|Is there such a thing as a Second World country?|
| Third World countries (now known as "developing nations") are countries with a low "Human Development Index." First World countries (like the United States, Japan, and Germany) score much higher on the HDI. A nation's HDI is determined by its literacy rate, poverty rate, life expectancy, etc. |
There is indeed a Second World, though the expression isn't exactly parallel to the other terms, and these days, few mention it. According to Nations Online, the phrase refers to "former communist-socialist, industrial states, the territory and sphere of influence of the Union of Soviet Socialists Republic." For example, Romania, Hungary, Latvia, and of course, the big bear -- Mother Russia. China is also considered a Second World nation.

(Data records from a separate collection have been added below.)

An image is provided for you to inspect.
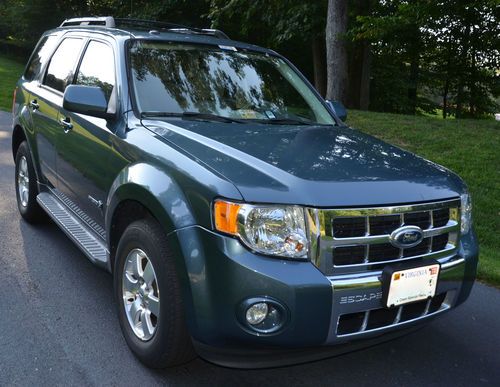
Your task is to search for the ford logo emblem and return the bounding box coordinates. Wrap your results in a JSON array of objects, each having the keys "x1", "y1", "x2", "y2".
[{"x1": 390, "y1": 226, "x2": 424, "y2": 249}]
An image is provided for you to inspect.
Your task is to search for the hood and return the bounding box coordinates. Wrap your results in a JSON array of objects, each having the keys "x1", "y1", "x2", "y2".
[{"x1": 143, "y1": 120, "x2": 463, "y2": 207}]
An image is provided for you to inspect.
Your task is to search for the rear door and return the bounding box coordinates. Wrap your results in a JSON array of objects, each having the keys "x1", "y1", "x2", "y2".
[
  {"x1": 26, "y1": 38, "x2": 83, "y2": 187},
  {"x1": 56, "y1": 39, "x2": 118, "y2": 230}
]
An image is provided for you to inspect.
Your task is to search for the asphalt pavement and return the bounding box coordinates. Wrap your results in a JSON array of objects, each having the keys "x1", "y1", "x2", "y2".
[{"x1": 0, "y1": 112, "x2": 500, "y2": 386}]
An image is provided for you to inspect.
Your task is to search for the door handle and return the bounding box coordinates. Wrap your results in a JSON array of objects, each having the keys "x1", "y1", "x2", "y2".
[
  {"x1": 30, "y1": 99, "x2": 40, "y2": 111},
  {"x1": 59, "y1": 117, "x2": 73, "y2": 133}
]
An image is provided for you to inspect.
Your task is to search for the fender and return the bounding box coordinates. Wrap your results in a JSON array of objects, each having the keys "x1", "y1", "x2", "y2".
[
  {"x1": 105, "y1": 162, "x2": 196, "y2": 246},
  {"x1": 11, "y1": 95, "x2": 41, "y2": 185}
]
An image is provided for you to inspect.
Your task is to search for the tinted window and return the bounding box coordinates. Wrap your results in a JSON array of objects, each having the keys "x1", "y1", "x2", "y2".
[
  {"x1": 24, "y1": 35, "x2": 57, "y2": 81},
  {"x1": 76, "y1": 41, "x2": 115, "y2": 102},
  {"x1": 43, "y1": 38, "x2": 82, "y2": 92}
]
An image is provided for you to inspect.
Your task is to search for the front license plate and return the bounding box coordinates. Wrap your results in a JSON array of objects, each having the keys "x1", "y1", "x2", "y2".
[{"x1": 386, "y1": 264, "x2": 440, "y2": 308}]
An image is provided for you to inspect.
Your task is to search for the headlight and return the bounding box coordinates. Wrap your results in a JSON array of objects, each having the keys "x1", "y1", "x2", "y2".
[
  {"x1": 460, "y1": 193, "x2": 472, "y2": 234},
  {"x1": 214, "y1": 200, "x2": 309, "y2": 258}
]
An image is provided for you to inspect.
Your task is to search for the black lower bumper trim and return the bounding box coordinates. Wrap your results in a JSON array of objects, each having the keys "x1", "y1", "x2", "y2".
[{"x1": 193, "y1": 326, "x2": 421, "y2": 369}]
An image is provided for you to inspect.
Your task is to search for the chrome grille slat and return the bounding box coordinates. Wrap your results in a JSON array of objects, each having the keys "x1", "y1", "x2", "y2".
[
  {"x1": 332, "y1": 220, "x2": 458, "y2": 246},
  {"x1": 307, "y1": 198, "x2": 460, "y2": 275}
]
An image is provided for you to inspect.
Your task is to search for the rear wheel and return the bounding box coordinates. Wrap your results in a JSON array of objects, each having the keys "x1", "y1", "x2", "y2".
[
  {"x1": 15, "y1": 141, "x2": 45, "y2": 223},
  {"x1": 114, "y1": 219, "x2": 195, "y2": 368}
]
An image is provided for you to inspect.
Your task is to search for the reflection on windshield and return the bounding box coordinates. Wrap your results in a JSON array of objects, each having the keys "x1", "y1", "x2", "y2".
[{"x1": 131, "y1": 42, "x2": 334, "y2": 124}]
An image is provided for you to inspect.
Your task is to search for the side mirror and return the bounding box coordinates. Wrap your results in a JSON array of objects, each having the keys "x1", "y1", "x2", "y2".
[
  {"x1": 326, "y1": 100, "x2": 347, "y2": 121},
  {"x1": 63, "y1": 85, "x2": 114, "y2": 119}
]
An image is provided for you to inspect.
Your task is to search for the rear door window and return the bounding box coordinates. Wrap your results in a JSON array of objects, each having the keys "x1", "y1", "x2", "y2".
[
  {"x1": 75, "y1": 40, "x2": 115, "y2": 103},
  {"x1": 43, "y1": 38, "x2": 83, "y2": 93},
  {"x1": 24, "y1": 35, "x2": 58, "y2": 81}
]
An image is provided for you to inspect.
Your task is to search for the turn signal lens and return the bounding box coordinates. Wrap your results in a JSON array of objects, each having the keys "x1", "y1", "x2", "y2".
[
  {"x1": 214, "y1": 200, "x2": 309, "y2": 259},
  {"x1": 215, "y1": 201, "x2": 241, "y2": 235}
]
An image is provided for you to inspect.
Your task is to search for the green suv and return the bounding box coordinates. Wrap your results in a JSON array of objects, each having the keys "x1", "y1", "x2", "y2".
[{"x1": 12, "y1": 17, "x2": 478, "y2": 367}]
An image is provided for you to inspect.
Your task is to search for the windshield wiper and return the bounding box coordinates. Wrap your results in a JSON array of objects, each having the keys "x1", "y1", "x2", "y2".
[
  {"x1": 248, "y1": 118, "x2": 324, "y2": 125},
  {"x1": 141, "y1": 112, "x2": 245, "y2": 124}
]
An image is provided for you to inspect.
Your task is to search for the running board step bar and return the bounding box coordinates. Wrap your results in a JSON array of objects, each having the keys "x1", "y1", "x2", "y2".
[{"x1": 36, "y1": 192, "x2": 109, "y2": 268}]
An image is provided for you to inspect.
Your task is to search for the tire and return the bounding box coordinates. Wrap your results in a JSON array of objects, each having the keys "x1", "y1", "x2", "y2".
[
  {"x1": 114, "y1": 219, "x2": 196, "y2": 368},
  {"x1": 15, "y1": 141, "x2": 46, "y2": 223}
]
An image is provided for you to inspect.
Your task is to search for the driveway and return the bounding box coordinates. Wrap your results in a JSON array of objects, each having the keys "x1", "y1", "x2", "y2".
[{"x1": 0, "y1": 112, "x2": 500, "y2": 386}]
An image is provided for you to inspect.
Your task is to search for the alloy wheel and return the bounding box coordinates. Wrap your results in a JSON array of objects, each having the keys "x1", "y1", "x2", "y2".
[{"x1": 122, "y1": 249, "x2": 160, "y2": 341}]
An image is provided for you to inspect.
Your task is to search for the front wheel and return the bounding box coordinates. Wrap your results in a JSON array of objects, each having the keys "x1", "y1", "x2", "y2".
[
  {"x1": 114, "y1": 219, "x2": 195, "y2": 368},
  {"x1": 15, "y1": 141, "x2": 45, "y2": 223}
]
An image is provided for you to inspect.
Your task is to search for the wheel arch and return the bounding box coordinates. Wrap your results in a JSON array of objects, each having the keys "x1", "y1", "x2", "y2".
[
  {"x1": 12, "y1": 124, "x2": 28, "y2": 160},
  {"x1": 105, "y1": 163, "x2": 196, "y2": 271}
]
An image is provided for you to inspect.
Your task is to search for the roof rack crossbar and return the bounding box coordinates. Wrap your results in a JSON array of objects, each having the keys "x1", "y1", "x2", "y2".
[
  {"x1": 60, "y1": 16, "x2": 115, "y2": 28},
  {"x1": 115, "y1": 19, "x2": 229, "y2": 39},
  {"x1": 60, "y1": 16, "x2": 229, "y2": 39}
]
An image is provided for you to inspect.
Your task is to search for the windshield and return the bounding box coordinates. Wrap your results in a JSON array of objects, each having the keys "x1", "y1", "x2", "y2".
[{"x1": 130, "y1": 41, "x2": 335, "y2": 125}]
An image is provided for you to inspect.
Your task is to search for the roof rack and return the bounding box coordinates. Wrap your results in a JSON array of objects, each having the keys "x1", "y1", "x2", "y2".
[
  {"x1": 60, "y1": 16, "x2": 229, "y2": 39},
  {"x1": 114, "y1": 19, "x2": 229, "y2": 39},
  {"x1": 59, "y1": 16, "x2": 115, "y2": 28}
]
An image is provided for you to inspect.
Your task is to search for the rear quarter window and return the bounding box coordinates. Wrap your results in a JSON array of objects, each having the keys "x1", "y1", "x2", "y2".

Thanks to the fall of the Soviet Union, the term "Second World" has become rather meaningless. Nowadays, a country's economic strength (not its government) determines how it's classified. Countries in Europe and North America as well as Australia are primarily First World, while Africa and South America are mostly made up of developing nations. Hopefully with economic aid and other support, the gap between the haves and the have-nots will grow smaller, and the need for words to distinguish them will disappear.
I've always wondered what a second world country would be. I actually had guessed about the same thing as what they stated, except for the former soviet thing. I figured that former communist countries were second world because of their economy, not their government. But I was spot on for guessing that Romania was a second world country. I'm guessing that the terms "second world" and "third world" have been eliminated in order to be more politically correct. After all, "second world" would make it seem that the country in question is 'second class'. But we'd probably have to ask our resident expert, Bob. Bob, are you there?